An article from Mike Doran, effectively summarising his new book, and applying it to Obama’s Middle East policy. I’ve bought the book already, and am looking forward to getting into it—it’s next in my pile!
Over the last five years, President Obama has tacked away from the U.S.’ historic allies in the Middle East – Israel, Saudi Arabia and Turkey – to create a space for the Russians and the Iranians in the regional security architecture. The Iranian nuclear deal was supposed to usher in a new era in U.S.-Iranian relations.
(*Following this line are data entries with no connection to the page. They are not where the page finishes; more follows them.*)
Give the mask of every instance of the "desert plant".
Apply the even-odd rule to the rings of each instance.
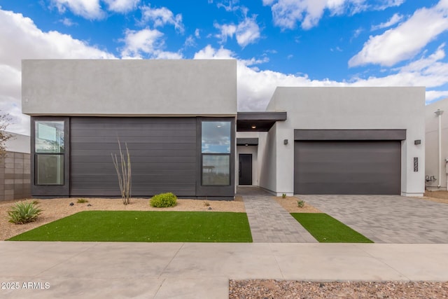
[[[149,201],[149,204],[151,207],[156,208],[167,208],[169,207],[174,207],[177,204],[177,197],[173,193],[161,193],[157,195],[153,196]]]
[[[126,205],[131,202],[131,158],[127,149],[127,144],[125,143],[126,147],[126,158],[121,151],[121,143],[118,139],[118,148],[120,148],[120,162],[117,158],[117,155],[112,155],[113,166],[118,176],[118,185],[121,191],[121,199],[123,204]]]
[[[6,132],[10,122],[9,114],[0,116],[0,158],[6,155],[6,141],[13,138],[13,135]]]
[[[8,211],[9,222],[24,224],[36,221],[42,209],[39,209],[34,202],[16,202],[10,207],[10,210]]]

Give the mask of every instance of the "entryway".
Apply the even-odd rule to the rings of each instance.
[[[238,184],[252,185],[252,154],[240,153],[238,170]]]

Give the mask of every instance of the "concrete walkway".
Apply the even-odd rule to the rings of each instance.
[[[447,269],[448,244],[3,241],[0,298],[227,298],[230,279],[447,281]]]
[[[448,204],[399,195],[297,195],[375,243],[448,243]]]
[[[254,242],[317,242],[267,192],[239,186],[237,195],[243,197]]]

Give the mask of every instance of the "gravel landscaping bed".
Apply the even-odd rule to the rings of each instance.
[[[446,298],[448,282],[230,280],[229,298]]]

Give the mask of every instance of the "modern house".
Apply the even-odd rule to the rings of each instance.
[[[424,88],[284,88],[237,111],[235,60],[24,60],[34,196],[234,197],[424,191]]]
[[[426,181],[428,190],[447,190],[448,179],[448,99],[425,107]]]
Instead, it has spawned a Russian-Iranian alliance that is well on its way to building a corridor of subservient states stretching from Tehran to Beirut.
Obama is not the first American president to make such a gamble on a longstanding adversary. In 1953, when President Eisenhower assumed office, he, too, sought to stabilize the Middle East by co-opting the leading anti-Western power of the day – Gamal Abdel Nasser’s Egypt. Believing that the association of the U.S. with Zionism and British imperialism was poisoning American relations with Middle Eastern Muslims, Eisenhower worked to prove to Nasser that the U.S. would help him achieve his nationalist goals, even if those came at the expense of British and Israeli interests.
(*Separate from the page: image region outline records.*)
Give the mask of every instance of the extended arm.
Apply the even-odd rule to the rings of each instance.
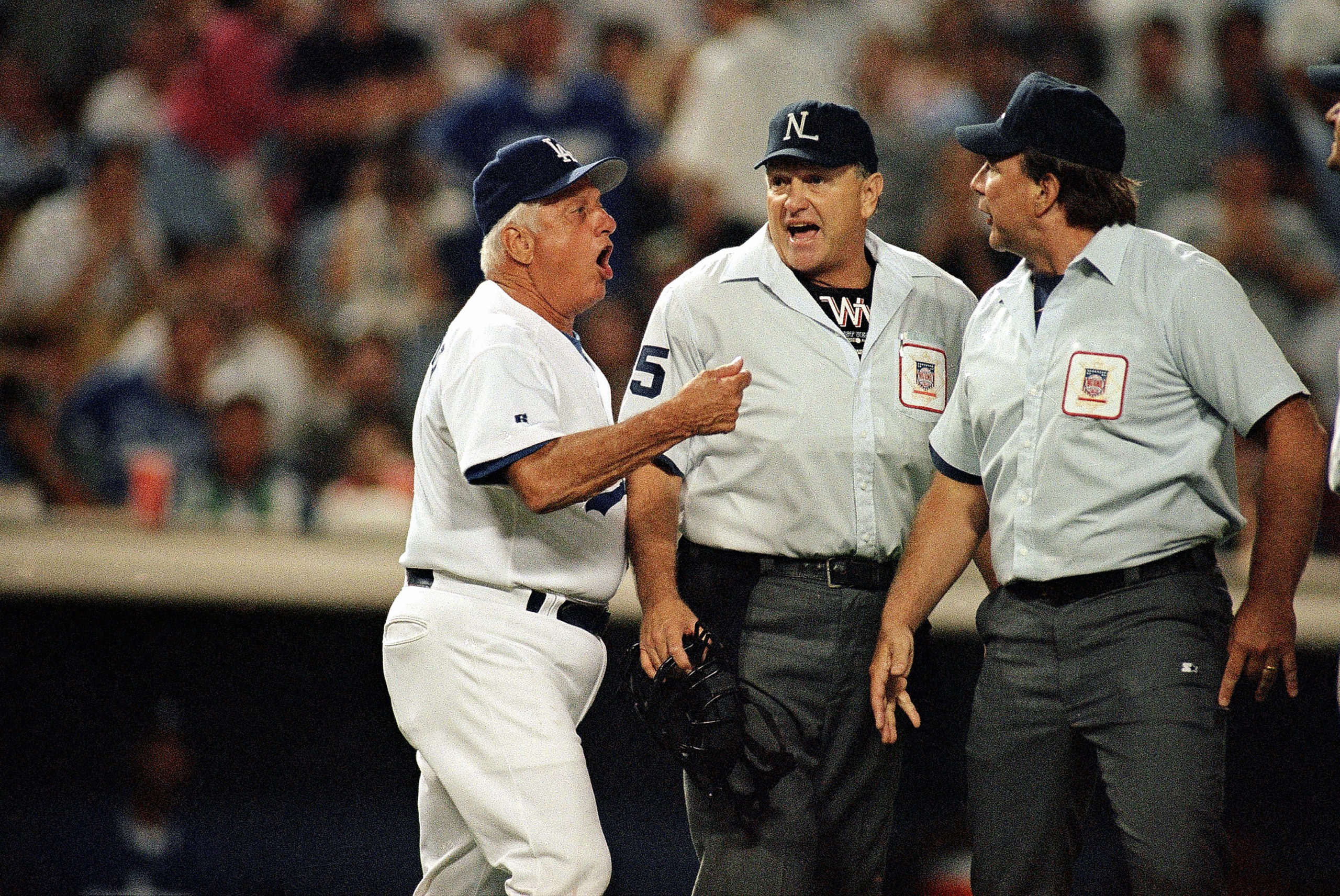
[[[628,552],[642,604],[639,643],[647,675],[655,675],[671,656],[679,668],[693,668],[683,636],[693,632],[698,617],[679,597],[674,564],[682,483],[679,477],[650,463],[628,474]]]
[[[736,427],[749,371],[738,358],[698,374],[679,394],[614,426],[553,439],[515,461],[508,483],[535,513],[584,501],[690,435]]]
[[[1250,438],[1265,442],[1257,537],[1248,595],[1229,635],[1219,706],[1229,704],[1244,674],[1261,679],[1256,698],[1264,700],[1281,667],[1289,696],[1298,694],[1293,592],[1312,550],[1325,488],[1325,434],[1308,399],[1294,395],[1281,403]]]
[[[981,485],[958,482],[939,471],[917,508],[898,575],[888,587],[875,655],[870,660],[870,704],[884,743],[898,739],[895,707],[902,706],[913,725],[921,725],[907,695],[913,632],[973,558],[986,532],[988,516]]]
Sixty years ago, when, at the climax of the Suez Crisis, Britain, France and Israel launched coordinated attacks against Egypt, Eisenhower’s opposition to his allies was extreme and they buckled under the pressure. Eisenhower’s policy handed Nasser the victory of his life, and the Egyptian leader repaid America by becoming more radical, more anti-Western and more pro-Soviet.
Eisenhower came to realize that Israel was the U.S.’ truest friend in the Middle East and that courting adversaries is a very risky business.